A proposito di stufa, facevamo scaldare dei mattoni nel forno della stufa economica a legna, poi avvolto in uno straccio veniva messo tra le lenzuola per mitigare il primo impatto, ma la gatta era meglio. Successe che mi ammalai di una delle innumerevoli malattie dei bambini, e fu chiamato il Dott. Pinolini che nel frattempo si era trasferito a Cannobio ed era diventato “il Dottore” per antonomasia (era quello delle emorroidi, dei denti e dei bambini da nascere).
Venne, appunto a visitarmi, e con il suo fare brusco, per prima cosa mi strappò le coperte, perché voleva vedere chiaro di quale malattia fossi succube.
E vide la gatta.
“Cos’è questa roba?”
“E’ la mia gatta” risposi
“mandala via subito” impose.
La gatta ubbidì, ma si sentì offesa.
La nostra casa aveva ampie vie di fuga per raggiungere i tetti, impresa facilissima per una gatta che passeggiava tutte le notti, come tutti i gatti di paese, sui tetti.
Un giorno di sabato mattina, ritornò con un baccalà di 40 cm.
Da buona gatta che si sentiva amata, lo cedette subito volentieri, come se avesse ceduto il topolino sulla soglia di casa.
La domenica dell’indomani fu festa grande. Non ci voleva molto a capire da dove venisse il merluzzo.
Nella Via Giovanola, che era una strada parallela, alla distanza di 50 mt, c’erano due negozi. A destra direzione campanile, c’era la bottega del Signor Pattaroni, che vendeva verdure e che era stato soprannominato “ritratt de la miseria” da mia mamma, data la sua magrezza e l’aspetto emaciato.
Di fronte, a sinistra, c’era la macelleria del “Sciur Vila” che per contrasto aveva un aspetto rubicondo e ben pasciuto, e il merluzzo veniva da lì.
Il Signor Villa aveva anche una bella moglie, due bei giovanotti ed una figlia bionda ed elegante, che faceva a gara con la madre in vestiti, profumi e balocchi.
Possedeva anche una magnifica 1100 Fiat nera, quelle con i fari all’esterno del cofano, una meraviglia.
Ma un bel giorno, come si dice, certo non per lui, morì d’infarto.
Fu una catastrofe famigliare ed economica.
Per un po’ pensai che fosse per il merluzzo della gatta.
Poi mi dissi che non era possibile, dai.
Mio padre aveva trasformato il vano del grande camino della vecchia osteria, trasformandolo in una porta di garage. Anche se aveva solo una bicicletta, con questa operazione andò persa per sempre l’effigie delle tre persone.
Ma il garage fu usato per la prima volta per ospitare proprio la 1100 nera, fatta mettere lì in custodia giudiziaria dal curatore fallimentare della ditta del “Sciur Vila”.
Il Dottor Pinolini era il Medico della Valle, ed era stimato e ben voluto, conosciuto ovviamente da tutti, gran cacciatore.

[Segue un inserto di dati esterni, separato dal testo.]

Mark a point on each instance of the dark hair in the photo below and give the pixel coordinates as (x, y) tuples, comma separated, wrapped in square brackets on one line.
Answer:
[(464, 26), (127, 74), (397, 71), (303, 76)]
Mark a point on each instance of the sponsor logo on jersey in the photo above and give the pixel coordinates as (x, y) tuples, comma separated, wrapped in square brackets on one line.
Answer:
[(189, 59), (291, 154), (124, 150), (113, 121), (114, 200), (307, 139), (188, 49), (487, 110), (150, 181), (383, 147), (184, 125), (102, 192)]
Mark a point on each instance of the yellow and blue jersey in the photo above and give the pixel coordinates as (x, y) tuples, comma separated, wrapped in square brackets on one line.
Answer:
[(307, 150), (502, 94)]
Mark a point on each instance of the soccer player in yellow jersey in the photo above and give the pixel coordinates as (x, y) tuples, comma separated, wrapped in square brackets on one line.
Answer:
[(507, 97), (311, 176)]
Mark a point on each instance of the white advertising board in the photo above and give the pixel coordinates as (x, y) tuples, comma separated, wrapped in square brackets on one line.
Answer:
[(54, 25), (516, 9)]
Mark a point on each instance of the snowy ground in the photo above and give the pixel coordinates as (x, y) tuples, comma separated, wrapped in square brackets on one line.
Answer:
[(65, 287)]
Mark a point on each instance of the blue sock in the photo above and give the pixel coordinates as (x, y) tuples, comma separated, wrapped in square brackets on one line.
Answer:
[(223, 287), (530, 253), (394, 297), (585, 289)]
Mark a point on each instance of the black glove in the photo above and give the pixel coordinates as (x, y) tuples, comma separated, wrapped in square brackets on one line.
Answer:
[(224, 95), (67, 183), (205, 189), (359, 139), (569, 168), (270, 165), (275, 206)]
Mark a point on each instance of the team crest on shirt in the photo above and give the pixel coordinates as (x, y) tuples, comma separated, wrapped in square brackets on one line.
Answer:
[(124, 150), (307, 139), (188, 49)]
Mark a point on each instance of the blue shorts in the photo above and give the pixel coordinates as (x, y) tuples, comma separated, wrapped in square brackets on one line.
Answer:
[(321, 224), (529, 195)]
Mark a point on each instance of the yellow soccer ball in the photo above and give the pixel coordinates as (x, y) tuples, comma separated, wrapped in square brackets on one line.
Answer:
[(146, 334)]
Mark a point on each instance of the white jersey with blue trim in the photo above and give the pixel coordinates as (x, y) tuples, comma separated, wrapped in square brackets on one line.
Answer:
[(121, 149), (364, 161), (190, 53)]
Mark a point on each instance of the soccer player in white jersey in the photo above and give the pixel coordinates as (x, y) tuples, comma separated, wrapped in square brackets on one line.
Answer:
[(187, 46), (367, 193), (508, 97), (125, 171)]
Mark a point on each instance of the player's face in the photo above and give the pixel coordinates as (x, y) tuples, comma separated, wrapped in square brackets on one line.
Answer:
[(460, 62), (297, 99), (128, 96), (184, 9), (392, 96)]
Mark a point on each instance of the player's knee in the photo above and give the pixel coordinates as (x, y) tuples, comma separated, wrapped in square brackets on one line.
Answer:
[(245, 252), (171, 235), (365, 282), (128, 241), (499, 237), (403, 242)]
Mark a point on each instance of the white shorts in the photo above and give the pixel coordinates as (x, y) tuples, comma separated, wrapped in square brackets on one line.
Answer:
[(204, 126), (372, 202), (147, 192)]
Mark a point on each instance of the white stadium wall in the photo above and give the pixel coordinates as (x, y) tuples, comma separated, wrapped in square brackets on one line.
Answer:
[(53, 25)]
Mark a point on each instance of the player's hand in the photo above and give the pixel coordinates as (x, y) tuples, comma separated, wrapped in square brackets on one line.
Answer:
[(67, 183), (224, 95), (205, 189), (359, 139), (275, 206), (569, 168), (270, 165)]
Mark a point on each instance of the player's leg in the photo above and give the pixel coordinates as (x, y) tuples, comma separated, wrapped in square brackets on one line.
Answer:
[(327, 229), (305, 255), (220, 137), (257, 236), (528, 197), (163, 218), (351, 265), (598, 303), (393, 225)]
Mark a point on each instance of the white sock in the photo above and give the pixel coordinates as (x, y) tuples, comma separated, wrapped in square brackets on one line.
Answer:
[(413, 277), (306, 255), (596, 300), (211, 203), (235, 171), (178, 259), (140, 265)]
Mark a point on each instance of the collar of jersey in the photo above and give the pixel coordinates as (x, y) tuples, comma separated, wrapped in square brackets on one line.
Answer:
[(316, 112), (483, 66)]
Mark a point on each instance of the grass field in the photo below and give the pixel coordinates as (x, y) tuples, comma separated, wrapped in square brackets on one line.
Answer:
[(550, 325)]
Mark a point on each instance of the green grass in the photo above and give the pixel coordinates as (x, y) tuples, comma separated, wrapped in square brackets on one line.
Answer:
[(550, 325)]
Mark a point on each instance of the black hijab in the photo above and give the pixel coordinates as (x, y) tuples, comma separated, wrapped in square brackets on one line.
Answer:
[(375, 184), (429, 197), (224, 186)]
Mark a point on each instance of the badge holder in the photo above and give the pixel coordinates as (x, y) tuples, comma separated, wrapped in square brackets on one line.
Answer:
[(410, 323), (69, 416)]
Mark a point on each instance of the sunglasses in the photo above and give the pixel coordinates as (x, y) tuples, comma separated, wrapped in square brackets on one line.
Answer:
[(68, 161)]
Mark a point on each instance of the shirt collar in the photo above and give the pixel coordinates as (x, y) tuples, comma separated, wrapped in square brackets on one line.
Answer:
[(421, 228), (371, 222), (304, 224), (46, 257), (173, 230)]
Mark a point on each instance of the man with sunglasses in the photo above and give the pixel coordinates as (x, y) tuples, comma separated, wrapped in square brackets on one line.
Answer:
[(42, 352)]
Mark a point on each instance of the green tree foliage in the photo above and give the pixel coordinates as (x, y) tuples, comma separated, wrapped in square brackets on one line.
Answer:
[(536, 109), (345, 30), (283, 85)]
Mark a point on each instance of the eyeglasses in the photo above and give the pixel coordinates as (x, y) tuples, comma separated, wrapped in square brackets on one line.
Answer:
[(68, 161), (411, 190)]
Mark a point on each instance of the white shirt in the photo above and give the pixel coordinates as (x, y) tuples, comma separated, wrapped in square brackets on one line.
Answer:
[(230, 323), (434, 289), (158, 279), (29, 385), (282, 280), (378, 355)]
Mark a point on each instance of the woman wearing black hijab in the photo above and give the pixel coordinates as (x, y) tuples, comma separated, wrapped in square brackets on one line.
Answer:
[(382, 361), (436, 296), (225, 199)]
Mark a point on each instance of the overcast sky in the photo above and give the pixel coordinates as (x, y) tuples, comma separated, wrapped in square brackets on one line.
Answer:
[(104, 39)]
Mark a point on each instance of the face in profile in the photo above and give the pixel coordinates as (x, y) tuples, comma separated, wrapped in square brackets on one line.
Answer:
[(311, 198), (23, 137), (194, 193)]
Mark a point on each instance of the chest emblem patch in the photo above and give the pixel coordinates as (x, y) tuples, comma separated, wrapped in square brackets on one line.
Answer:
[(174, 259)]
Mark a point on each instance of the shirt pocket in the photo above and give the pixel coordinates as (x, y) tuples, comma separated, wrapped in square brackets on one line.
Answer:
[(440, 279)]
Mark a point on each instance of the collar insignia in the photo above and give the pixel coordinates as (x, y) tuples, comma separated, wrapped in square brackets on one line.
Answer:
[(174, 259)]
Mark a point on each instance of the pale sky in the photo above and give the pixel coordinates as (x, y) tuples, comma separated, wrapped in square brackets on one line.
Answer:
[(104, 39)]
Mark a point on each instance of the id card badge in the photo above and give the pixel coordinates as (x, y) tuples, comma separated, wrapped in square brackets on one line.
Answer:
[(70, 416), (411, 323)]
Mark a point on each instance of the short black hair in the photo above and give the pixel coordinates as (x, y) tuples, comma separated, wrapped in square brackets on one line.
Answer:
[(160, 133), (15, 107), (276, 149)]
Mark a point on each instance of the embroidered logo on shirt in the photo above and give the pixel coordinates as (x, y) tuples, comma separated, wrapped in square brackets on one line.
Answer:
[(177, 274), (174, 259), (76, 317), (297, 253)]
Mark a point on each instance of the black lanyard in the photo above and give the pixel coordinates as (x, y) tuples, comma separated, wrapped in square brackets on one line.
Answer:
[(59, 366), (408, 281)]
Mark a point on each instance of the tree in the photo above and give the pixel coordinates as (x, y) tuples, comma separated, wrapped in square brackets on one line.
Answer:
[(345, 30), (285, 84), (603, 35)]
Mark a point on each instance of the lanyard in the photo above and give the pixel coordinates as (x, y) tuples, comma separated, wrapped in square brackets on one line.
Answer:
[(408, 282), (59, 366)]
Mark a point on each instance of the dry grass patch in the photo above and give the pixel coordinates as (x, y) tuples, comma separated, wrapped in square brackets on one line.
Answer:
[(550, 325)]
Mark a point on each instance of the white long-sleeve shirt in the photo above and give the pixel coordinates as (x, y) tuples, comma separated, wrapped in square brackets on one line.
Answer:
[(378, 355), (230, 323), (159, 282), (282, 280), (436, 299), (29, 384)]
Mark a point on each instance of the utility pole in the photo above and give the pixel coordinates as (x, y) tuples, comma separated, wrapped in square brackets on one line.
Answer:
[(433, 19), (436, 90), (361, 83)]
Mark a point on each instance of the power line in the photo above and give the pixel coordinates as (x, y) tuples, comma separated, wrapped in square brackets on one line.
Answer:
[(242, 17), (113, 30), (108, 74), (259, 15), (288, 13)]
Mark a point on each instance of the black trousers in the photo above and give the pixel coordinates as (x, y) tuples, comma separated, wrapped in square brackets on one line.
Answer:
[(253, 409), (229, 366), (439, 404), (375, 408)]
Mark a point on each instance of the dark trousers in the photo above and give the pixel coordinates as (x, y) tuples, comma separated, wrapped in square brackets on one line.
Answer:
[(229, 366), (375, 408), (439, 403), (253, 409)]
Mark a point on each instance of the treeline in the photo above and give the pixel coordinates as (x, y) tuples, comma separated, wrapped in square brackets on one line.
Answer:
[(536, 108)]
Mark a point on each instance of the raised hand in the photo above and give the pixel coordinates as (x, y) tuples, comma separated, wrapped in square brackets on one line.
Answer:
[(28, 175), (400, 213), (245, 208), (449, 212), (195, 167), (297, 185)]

Un giorno, che ritornando da una battuta di caccia col fucile in spalla, incontrò una paesanotta, desiderosa di comunicargli l’incontro appena avvenuto con un animale selvatico, perciò si rivolse così:
“Uoime Dutur, ò audù a vulp, la cagava fin! (Oddio, ho visto la volpe che defecava, persino!)
Vergognandosi della penultima parola, prese l’orlo del vestito e lo sollevò fino alla bocca per coprire l’origine del suo dire e la parola che aveva avuto l’ardire di pronunciare, e così facendo evidenziò che come Marylin Monroe, non portava indumenti intimi.